Tabelle: Vermögen und Absatzleistung nach ETF-Großgruppe
Ein Blick auf die Ebene der Morningstar Kategorien zeigt, dass europäische und japanische Aktien-ETFs 2015 die größte Nachfrage verzeichneten. Mit Abstand den höchsten Absatz erzielten dabei ETFs für Eurozonen-Standardwerte mit Zuflüssen von 15,68 Milliarden Euro. Dies entspricht einem Wachstum von gut 50%. Europäische Standardwerte-ETFs folgten mit gebührendem Abstand mit Nettozflüssen von 8,81 Milliarden Euro. Platz drei des Absatz-Rankings wurde von japanischen Standardwerte-ETFs belegt, die 2015 Zuflüsse in Höhe von 3,64 Milliarden Euro erzielten.

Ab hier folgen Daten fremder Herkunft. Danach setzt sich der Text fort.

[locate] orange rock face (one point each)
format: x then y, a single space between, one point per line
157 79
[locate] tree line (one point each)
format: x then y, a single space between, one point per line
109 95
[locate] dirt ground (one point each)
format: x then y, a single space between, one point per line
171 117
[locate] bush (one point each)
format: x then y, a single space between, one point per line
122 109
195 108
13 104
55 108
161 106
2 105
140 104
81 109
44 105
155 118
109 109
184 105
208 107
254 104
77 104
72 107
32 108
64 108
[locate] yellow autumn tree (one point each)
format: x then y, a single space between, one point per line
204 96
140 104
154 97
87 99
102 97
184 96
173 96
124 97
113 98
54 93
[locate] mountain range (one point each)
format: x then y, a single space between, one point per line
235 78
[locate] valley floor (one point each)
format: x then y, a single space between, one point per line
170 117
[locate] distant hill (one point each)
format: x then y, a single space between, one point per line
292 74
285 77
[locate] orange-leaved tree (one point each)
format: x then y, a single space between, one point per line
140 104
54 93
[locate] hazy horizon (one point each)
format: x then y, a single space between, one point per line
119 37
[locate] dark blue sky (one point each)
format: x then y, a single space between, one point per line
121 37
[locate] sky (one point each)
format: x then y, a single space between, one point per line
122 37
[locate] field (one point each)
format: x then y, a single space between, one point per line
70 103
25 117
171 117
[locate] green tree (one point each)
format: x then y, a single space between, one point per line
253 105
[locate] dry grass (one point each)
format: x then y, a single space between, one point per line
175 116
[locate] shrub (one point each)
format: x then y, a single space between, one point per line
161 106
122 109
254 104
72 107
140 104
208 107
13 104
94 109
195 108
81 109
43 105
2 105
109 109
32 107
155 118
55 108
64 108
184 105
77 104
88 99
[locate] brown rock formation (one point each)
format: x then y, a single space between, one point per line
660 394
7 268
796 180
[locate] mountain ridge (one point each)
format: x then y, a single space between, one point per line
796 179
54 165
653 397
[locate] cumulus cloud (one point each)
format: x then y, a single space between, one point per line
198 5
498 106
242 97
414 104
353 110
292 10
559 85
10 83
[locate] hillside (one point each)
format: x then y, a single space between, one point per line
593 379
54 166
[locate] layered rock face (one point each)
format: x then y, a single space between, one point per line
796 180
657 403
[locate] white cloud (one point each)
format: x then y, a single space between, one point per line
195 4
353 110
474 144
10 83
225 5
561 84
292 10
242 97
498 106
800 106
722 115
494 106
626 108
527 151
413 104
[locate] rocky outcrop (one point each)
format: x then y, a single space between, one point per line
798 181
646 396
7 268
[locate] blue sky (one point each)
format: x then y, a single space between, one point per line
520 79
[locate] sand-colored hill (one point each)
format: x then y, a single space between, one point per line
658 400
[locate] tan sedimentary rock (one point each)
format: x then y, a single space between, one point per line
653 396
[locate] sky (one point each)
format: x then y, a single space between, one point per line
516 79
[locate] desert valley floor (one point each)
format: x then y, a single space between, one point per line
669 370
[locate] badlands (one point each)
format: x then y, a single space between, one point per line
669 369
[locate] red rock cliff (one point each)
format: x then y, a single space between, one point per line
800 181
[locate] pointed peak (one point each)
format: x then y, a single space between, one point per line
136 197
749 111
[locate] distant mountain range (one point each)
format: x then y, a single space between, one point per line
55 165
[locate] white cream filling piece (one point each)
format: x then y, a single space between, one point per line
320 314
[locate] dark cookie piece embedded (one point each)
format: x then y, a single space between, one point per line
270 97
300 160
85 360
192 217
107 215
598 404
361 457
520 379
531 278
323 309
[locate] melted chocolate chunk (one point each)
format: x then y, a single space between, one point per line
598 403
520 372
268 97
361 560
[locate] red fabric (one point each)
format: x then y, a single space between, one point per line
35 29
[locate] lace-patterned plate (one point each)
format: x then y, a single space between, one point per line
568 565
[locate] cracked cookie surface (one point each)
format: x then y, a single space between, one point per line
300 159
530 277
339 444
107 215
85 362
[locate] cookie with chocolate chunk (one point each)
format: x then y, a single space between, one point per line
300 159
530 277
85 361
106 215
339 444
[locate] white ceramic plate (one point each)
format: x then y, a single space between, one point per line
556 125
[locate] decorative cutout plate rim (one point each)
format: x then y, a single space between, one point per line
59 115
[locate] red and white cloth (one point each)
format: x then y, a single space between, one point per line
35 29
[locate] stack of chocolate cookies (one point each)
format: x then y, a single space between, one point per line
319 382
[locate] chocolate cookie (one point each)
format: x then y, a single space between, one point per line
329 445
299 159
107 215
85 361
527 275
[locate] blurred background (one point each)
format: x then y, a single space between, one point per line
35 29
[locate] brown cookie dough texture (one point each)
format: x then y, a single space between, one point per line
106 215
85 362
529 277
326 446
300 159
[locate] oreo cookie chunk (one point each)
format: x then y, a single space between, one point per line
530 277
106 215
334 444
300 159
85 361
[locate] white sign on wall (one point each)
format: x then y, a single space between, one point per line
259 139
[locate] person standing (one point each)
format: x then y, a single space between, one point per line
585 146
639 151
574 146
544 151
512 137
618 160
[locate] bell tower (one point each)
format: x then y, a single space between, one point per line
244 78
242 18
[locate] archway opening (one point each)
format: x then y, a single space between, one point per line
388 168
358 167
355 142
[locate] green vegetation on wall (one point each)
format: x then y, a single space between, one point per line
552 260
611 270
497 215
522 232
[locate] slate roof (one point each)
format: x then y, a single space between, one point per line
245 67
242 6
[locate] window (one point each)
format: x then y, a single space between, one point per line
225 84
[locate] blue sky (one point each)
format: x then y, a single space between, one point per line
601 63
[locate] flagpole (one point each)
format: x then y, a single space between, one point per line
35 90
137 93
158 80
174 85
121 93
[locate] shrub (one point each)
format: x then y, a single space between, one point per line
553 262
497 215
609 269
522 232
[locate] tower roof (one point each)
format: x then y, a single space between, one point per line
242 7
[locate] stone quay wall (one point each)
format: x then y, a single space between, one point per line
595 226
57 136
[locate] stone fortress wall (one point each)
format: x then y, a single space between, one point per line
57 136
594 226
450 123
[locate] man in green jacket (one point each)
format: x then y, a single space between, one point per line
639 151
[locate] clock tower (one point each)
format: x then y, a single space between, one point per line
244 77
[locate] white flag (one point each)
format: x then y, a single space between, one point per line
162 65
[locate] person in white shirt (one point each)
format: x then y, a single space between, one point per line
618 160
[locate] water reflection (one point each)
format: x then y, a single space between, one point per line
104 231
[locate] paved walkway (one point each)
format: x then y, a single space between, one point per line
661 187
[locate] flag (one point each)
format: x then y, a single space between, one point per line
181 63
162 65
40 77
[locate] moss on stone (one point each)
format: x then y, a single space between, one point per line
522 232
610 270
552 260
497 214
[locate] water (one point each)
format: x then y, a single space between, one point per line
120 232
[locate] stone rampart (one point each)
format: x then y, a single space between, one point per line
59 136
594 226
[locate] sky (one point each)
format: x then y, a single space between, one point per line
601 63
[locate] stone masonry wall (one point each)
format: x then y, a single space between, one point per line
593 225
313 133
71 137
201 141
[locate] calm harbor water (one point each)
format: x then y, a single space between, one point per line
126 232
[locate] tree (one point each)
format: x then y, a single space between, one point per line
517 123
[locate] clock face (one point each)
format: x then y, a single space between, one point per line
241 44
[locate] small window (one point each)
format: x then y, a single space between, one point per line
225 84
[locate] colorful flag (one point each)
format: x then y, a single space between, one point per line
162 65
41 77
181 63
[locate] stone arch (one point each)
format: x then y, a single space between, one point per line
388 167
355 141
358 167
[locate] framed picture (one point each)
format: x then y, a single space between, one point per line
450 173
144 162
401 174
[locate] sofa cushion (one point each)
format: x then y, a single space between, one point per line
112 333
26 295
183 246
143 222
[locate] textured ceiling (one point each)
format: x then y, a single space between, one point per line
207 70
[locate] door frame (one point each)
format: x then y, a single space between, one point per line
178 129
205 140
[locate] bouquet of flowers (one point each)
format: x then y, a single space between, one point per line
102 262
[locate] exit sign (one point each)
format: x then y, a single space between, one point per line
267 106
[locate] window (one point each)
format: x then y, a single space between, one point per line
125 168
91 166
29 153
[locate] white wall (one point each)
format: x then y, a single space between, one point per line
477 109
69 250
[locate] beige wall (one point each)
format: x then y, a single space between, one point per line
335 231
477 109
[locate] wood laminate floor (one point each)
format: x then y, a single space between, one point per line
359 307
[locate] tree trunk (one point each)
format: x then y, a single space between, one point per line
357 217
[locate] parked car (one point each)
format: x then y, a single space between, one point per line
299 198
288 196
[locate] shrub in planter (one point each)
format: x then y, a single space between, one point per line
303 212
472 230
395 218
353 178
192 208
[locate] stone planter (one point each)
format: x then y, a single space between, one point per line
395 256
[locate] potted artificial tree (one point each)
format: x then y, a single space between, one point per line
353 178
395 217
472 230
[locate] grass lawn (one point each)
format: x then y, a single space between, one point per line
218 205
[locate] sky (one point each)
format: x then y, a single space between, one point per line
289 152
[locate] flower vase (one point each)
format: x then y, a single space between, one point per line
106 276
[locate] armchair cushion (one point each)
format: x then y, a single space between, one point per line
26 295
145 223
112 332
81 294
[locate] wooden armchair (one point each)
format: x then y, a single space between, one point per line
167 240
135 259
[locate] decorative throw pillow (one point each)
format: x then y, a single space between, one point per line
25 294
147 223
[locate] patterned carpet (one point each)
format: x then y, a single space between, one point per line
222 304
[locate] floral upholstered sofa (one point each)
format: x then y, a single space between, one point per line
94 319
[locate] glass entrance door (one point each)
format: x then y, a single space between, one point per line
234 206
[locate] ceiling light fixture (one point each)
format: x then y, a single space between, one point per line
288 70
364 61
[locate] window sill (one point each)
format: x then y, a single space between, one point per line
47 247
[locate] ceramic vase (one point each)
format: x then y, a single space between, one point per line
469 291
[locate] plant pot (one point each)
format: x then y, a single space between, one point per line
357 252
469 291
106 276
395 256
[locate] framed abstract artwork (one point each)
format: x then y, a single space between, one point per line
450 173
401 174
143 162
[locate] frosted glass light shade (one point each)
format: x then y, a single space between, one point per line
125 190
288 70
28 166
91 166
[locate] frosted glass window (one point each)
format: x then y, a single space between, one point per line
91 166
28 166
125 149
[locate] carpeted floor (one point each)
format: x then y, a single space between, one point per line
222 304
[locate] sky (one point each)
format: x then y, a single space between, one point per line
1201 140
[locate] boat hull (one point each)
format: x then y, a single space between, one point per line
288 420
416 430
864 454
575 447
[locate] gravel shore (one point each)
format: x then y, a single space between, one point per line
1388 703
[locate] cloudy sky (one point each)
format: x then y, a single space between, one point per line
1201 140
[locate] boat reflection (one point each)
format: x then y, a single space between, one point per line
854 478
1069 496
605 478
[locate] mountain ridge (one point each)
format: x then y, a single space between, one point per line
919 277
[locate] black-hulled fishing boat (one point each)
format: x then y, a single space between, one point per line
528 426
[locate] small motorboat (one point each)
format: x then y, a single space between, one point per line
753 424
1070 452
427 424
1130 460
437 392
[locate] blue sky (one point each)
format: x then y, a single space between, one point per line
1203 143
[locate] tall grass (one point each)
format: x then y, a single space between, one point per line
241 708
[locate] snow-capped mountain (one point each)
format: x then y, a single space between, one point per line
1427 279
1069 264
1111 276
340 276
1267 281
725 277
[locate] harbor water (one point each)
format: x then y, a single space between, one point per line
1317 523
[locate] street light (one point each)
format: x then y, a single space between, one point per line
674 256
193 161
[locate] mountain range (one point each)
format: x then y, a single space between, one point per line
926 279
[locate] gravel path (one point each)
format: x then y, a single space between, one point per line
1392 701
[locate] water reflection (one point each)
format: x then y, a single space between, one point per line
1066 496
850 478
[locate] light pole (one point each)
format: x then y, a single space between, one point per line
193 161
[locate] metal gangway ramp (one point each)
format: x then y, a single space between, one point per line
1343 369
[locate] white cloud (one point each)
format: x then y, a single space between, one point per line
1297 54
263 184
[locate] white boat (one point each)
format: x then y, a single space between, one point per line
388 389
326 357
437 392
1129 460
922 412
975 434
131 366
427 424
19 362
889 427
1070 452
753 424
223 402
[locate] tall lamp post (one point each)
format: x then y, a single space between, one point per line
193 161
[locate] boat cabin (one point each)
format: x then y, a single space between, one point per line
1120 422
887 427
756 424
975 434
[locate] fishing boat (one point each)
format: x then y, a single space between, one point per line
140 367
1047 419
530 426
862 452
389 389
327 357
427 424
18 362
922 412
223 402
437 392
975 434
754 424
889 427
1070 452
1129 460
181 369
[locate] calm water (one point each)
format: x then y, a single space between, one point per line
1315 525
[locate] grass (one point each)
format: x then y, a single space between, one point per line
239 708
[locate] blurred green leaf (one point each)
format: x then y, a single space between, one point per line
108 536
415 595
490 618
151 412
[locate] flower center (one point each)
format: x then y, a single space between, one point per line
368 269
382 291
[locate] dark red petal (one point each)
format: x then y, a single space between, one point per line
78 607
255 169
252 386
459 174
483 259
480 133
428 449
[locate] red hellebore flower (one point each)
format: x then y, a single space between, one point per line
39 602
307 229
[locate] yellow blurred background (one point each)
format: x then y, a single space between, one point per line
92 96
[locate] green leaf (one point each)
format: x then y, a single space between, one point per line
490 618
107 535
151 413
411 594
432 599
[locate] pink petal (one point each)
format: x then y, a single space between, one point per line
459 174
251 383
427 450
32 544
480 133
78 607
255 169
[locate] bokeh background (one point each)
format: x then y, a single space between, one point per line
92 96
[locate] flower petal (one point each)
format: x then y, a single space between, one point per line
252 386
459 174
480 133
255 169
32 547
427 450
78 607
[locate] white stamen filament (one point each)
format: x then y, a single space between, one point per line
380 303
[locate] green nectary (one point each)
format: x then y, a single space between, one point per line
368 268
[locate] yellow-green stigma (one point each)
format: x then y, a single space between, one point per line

Wie aus der Tabelle der zehn Kategorien mit den höchsten Zuflüssen hervorgeht, waren europäische Aktien- und Renten-ETFs im abgelaufenen Jahr am stärksten nachgefragt. Die hohe Nachfrage nach Hochzins-Bonds über das gesamte Jahr gesehen konnte dabei die Nettoverkäufe im Dezember im Zuge der wachsenden Nervosität am Markt deutlich überkompensieren. Nicht in der Tabelle der Top-Kategorie vertreten waren dagegen USA-ETFs für Standardwerte (Blend). Die ETFs der mit Abstand größten europäischen ETF-Kategorie (Vermögen: 58,08 Milliarden Euro) konnte 2015 nur knapp 160 Millionen Euro netto einsammeln. Dies illustriert ebenfalls den aktienseitigen Favoritenwechsel hin zu Europa und weg von den USA. Im Jahr 2014 war genau der umgekehrte Trend zu beobachten: anämische Zuflüsse in Eurozonen ETFs, hohe Zuflüsse in USA-ETFs.
Tabelle: Die Morningstar Kategorien mit der höchsten Nachfrage und Abflüssen 2015
Die untere Liste der Kategorien mit den höchsten Abflüssen fasst zum einen die China-Malaise zusammen. ETFs für China A-Shares mussten mit Abflüssen von 1,58 Milliarden Euro die höchsten Nettoverkäufe verkraften. Interessant ist dabei, dass diese Zahl auf die Gewinnmitnahmen zu Jahresanfang zurückgeht. Anleger haben offenbar vieles richtig gemacht und vor den Kursstürzen im Sommer bei China-Festlands-Aktien verkauft.
Die Abflüsse aus den Kategorien „Aktien China“, „Taiwan Standardwerte“, „Asien ex Japan“ und „Asien-Pazifik ex Japan“ spiegeln ebenfalls das Ende des China-Hypes wider. Zum anderen deutet sich an, dass Edelmetallfonds bzw. ETCs ebenfalls prominente Verlierer des abgelaufenen Jahres waren.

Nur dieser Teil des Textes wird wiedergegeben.